A Slew of Succulents

The Kalanchoe Genus Offers a Multitude of Drought-Tolerant Species

The diversity of plant life is quite amazing. The something like 300,000 plant types on the earth have evolved from some single-celled algae to everything from giant redwood trees to lacy ferns. What is really astounding is when within a very closely related group of plants, say species in the very same genus, there can be so much variation in plant form.

The genus Kalanchoe is one such group. From smallest to largest, there are a multitude of succulent and thus drought-tolerant species to choose from. One of the smallest in stature is only 8-12 inches tall and has an equally dainty name—the flower dust plant (K. pumila). The small dark green leaves are dusted with a whitish powder, giving the whole plant a ghostly hue. For several months in late winter and early spring, the plant disappears beneath a multitude of pink flowers. It is useful for the edge of the bed or in containers.

Another species that blooms in a pretty showy way also has sculptural good looks year-round. K. fedtschenkoi has short stems, usually no higher than a foot, that sport succulent leaves with scalloped edges in shades of gray-green shading to pink (yes, pink!). The leaves tend to all line up in the same direction parallel to the stem and facing the source of the brightest light. When in bloom, the graceful flower stalks rise up from the apex of the stems and also tend to curve all in the same direction while dangling dusty-pink bell-shaped flowers.

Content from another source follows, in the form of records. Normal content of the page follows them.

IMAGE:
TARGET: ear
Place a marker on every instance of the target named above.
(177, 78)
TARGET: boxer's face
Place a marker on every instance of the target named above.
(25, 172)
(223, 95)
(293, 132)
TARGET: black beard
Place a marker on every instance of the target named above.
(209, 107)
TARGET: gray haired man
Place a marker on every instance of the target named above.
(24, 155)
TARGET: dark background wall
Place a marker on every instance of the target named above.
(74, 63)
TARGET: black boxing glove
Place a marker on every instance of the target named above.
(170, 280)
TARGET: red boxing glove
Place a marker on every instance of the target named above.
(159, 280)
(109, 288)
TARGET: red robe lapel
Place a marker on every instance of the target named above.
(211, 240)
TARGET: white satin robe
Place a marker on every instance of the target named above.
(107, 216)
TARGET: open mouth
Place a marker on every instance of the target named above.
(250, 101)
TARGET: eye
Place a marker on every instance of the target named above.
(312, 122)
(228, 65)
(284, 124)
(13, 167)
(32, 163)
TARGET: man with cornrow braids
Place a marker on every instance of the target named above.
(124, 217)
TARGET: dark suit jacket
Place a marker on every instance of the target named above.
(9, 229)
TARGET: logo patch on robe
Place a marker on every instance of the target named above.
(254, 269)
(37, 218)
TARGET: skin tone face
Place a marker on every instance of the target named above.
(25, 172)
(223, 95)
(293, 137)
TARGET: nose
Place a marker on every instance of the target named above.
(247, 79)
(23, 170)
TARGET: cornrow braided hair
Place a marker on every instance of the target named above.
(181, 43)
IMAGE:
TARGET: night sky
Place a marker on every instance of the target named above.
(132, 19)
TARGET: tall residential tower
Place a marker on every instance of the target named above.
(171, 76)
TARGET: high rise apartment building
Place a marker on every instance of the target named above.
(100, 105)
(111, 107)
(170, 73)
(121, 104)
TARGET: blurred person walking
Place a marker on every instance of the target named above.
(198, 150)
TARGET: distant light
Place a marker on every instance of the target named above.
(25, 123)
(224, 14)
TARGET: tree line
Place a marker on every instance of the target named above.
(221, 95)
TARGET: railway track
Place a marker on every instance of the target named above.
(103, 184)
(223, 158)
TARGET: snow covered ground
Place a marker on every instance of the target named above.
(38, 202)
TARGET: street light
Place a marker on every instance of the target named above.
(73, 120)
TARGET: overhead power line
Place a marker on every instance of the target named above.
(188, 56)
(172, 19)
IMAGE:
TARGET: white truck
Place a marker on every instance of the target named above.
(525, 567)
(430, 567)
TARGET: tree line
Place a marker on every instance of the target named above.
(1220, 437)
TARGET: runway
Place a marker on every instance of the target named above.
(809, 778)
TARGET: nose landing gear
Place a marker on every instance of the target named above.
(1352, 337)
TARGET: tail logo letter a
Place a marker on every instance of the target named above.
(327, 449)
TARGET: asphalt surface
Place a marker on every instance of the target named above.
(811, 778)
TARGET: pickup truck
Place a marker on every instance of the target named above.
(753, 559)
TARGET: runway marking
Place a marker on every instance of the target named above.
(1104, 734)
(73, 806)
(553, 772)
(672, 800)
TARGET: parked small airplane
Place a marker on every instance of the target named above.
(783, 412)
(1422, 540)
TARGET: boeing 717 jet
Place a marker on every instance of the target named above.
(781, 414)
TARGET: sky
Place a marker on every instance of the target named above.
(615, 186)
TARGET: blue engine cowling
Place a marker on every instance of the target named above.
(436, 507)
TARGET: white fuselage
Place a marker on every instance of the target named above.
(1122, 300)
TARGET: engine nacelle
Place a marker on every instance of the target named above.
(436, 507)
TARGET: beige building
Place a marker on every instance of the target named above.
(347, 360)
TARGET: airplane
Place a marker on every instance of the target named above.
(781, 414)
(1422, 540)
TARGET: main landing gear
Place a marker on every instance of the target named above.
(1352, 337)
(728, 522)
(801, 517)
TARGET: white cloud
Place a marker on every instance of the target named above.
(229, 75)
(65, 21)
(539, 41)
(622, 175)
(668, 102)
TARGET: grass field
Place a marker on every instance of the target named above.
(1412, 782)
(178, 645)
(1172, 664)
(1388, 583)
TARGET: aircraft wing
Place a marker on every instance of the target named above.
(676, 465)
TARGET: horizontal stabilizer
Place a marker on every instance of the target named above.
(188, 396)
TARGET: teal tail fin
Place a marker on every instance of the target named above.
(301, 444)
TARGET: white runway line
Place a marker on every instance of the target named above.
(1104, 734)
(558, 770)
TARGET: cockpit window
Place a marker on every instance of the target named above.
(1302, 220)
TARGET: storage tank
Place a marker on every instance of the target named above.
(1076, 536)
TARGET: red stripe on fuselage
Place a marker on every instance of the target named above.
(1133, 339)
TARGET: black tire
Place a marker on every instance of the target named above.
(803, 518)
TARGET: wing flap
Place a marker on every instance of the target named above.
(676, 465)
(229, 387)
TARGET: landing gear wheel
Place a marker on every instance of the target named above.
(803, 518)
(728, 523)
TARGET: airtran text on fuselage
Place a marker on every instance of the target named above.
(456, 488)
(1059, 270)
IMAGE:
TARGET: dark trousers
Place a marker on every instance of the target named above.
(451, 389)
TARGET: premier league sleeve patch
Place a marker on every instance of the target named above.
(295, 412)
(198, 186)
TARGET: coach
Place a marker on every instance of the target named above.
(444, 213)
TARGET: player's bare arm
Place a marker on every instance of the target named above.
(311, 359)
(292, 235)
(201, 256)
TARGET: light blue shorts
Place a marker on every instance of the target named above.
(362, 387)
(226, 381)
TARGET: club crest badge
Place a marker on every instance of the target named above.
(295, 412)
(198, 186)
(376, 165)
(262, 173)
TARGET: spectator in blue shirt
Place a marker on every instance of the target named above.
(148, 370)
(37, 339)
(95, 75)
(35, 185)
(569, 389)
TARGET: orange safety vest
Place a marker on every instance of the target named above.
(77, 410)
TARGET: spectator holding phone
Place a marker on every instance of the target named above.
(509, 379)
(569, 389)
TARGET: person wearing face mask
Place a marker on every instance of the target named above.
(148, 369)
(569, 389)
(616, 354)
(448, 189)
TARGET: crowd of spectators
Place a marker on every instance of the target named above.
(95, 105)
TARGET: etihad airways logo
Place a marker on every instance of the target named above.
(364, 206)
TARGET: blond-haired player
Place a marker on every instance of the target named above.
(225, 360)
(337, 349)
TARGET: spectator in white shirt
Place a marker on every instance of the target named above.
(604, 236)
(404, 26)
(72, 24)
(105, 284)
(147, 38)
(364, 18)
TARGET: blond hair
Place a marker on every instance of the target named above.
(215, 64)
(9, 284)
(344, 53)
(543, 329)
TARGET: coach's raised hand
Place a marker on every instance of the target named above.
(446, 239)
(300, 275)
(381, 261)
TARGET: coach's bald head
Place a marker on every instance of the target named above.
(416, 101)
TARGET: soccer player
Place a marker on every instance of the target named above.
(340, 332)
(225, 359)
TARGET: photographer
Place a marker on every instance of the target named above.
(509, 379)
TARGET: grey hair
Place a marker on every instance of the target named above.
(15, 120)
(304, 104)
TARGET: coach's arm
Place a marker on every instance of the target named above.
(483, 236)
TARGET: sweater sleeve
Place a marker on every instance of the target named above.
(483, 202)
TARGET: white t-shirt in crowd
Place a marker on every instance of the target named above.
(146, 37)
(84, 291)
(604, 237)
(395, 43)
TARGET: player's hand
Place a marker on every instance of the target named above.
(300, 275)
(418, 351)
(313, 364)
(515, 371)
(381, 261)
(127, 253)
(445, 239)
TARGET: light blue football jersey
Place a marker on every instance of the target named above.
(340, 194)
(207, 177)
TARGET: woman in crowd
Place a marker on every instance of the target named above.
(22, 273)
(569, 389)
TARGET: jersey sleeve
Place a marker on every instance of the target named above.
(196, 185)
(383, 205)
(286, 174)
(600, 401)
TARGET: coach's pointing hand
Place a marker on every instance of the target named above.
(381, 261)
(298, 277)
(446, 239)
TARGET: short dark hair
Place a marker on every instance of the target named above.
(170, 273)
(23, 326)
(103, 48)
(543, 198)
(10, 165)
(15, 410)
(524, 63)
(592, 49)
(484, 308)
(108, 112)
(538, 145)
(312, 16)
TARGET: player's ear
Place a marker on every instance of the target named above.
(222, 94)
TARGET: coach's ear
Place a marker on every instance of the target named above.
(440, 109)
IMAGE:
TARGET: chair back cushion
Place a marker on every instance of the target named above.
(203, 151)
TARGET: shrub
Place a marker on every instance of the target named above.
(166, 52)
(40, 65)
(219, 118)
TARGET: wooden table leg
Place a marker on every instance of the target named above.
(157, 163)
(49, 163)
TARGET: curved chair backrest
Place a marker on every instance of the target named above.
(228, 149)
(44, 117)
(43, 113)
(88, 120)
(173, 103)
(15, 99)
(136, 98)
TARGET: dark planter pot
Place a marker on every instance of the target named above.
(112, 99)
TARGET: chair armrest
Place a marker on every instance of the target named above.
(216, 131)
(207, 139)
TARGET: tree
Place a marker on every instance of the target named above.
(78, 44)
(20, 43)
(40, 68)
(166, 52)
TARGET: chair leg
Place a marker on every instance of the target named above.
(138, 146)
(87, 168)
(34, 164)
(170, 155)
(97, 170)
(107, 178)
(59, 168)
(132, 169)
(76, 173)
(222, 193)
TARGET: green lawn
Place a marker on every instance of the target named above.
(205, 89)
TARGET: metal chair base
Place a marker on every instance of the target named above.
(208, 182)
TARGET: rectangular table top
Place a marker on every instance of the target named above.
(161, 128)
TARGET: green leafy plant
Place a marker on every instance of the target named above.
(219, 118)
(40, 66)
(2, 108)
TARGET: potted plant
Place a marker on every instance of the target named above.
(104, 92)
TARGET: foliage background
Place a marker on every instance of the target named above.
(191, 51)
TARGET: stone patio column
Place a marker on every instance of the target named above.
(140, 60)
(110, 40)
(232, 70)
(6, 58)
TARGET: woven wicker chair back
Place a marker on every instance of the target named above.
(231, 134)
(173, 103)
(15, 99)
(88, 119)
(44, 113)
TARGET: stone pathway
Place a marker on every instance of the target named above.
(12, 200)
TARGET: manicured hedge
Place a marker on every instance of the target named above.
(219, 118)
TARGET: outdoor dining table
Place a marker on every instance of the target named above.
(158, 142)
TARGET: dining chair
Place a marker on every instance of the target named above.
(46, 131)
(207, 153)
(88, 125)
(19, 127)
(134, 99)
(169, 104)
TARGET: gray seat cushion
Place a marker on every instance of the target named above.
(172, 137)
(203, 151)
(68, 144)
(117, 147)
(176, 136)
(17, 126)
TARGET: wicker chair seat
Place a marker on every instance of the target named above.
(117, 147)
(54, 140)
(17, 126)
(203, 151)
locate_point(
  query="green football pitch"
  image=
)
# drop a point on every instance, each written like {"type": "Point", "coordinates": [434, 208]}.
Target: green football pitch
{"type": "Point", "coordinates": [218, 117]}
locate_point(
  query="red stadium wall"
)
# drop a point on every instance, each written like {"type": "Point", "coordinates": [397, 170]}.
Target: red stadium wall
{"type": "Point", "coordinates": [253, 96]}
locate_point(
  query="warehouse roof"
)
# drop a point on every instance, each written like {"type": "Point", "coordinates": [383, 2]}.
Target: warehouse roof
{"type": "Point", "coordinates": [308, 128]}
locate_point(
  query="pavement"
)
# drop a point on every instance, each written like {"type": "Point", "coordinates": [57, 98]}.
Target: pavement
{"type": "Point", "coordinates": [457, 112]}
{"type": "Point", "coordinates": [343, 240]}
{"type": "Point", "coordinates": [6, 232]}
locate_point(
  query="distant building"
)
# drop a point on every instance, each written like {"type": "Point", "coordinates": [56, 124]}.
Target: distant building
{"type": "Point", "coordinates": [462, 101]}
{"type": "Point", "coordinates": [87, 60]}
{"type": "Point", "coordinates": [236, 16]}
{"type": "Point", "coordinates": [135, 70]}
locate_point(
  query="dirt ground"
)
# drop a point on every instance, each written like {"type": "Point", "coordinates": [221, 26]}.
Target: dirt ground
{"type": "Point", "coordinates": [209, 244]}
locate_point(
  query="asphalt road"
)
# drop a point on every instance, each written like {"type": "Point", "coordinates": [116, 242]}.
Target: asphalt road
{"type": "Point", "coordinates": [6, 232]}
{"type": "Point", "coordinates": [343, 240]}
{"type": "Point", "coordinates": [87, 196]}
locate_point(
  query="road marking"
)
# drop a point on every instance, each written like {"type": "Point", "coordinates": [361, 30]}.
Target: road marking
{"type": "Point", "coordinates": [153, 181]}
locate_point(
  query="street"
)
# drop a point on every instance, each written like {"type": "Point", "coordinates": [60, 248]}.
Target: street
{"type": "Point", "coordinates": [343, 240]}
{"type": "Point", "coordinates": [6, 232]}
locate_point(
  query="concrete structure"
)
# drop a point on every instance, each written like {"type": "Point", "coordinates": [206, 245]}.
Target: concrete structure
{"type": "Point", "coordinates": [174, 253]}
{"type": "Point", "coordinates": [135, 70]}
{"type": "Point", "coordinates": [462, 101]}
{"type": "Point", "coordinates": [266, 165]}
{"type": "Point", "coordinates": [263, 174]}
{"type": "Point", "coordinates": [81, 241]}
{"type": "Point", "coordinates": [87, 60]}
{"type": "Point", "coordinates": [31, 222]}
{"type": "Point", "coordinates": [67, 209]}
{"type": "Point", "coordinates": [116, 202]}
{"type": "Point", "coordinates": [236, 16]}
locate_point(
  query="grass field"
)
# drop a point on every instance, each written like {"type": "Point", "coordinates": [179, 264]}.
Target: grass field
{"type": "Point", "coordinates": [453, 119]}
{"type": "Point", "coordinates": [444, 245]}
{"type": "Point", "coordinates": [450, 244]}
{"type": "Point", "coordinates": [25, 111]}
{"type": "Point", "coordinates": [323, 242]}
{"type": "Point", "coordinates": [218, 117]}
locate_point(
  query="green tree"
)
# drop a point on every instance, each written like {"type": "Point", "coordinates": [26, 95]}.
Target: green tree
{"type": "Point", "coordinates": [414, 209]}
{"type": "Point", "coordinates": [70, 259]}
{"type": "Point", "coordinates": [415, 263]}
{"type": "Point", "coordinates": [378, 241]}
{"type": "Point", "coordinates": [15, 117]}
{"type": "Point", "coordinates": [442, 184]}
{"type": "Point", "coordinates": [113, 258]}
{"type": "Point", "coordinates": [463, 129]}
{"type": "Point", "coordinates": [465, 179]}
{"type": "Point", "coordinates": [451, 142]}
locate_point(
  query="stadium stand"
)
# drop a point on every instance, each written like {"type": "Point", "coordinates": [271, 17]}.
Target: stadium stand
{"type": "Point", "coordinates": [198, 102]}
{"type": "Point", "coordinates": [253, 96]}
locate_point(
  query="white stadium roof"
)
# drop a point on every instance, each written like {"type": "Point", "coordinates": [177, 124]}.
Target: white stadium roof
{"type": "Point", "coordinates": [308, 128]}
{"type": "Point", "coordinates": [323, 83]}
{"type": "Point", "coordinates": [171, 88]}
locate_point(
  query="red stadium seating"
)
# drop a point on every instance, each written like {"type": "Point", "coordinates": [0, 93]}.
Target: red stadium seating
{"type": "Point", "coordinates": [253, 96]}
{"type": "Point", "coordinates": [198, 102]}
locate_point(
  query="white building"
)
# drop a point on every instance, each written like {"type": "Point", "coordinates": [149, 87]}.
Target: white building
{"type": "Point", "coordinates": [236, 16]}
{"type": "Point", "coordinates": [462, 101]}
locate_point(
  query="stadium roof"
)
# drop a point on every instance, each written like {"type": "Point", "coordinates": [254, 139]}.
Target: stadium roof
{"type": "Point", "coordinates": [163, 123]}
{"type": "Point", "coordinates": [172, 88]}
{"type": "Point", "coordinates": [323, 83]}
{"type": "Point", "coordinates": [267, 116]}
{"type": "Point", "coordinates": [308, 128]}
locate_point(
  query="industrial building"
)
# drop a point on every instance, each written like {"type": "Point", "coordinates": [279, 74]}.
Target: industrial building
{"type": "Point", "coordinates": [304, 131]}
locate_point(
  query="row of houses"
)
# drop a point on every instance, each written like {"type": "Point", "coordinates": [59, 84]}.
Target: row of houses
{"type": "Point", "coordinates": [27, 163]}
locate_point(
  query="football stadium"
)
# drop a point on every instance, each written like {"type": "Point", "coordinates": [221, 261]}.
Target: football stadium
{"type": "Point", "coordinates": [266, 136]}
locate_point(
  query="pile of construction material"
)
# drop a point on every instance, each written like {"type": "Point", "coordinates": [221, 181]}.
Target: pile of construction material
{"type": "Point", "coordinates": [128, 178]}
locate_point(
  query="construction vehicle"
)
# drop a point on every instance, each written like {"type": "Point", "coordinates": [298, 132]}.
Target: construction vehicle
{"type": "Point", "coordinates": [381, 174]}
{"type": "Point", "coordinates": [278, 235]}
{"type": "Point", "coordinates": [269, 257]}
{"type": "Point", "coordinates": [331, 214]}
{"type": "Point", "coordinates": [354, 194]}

Some other species are not especially noted for their flowers, but the colors and patterns on their leaves are worth a second look. The most charming of these is the panda plant (K. tomentosa). It has slender stems supporting a few narrow fleshy leaves that are covered in short, thick hairs. The gray-green, slightly notched leaves are edged in dark brown. Very cute, just like a real panda.

The larger species are equally enchanting. Kalanchoe beharensis is the giant among them. Sometimes known as the felt plant, the leaves of this species are covered with what can only be compared to the flocking on a cheap plastic toy bear. They are of an ornamental and intricate shape, as well—sort of an arrowhead shape that is partially folded with an irregularly wavy edge. Just a handful of these leaves will top a thick succulent stem that can be up to six feet tall in an old, lucky plant. The other show-stopper is K. luciae, also known as the paddle plant because it looks like a bouquet of ping pong paddles stuck in the ground. In bright light and cold winter temps, the paddle-shaped leaves take on a deep flame-orange color shading to the palest green at the base. The plants will slowly increase in size by growing separate basal suckers, eventually reaching a couple of feet in diameter.

Celebrate diversity wherever it is found. In the dry garden, it could be with a kalanchoe or two.

March Tips

• Don’t panic if your oak trees have been defoliated (or nearly so) by the seasonal attack of oak moth caterpillars. The offending insects will soon die on their own or be picked off by birds, and the oaks will grow another set of leaves. If rains hold off, consider giving them a deep irrigation while temperatures are still cool to give the trees a better chance of recovery.

• That goes for other plants, especially trees, this so-far-unrainy season. Regular irrigation is still needed. Monitor soil moisture, and water as necessary.

• Check mulch levels, renewing to a depth of a minimum of four inches.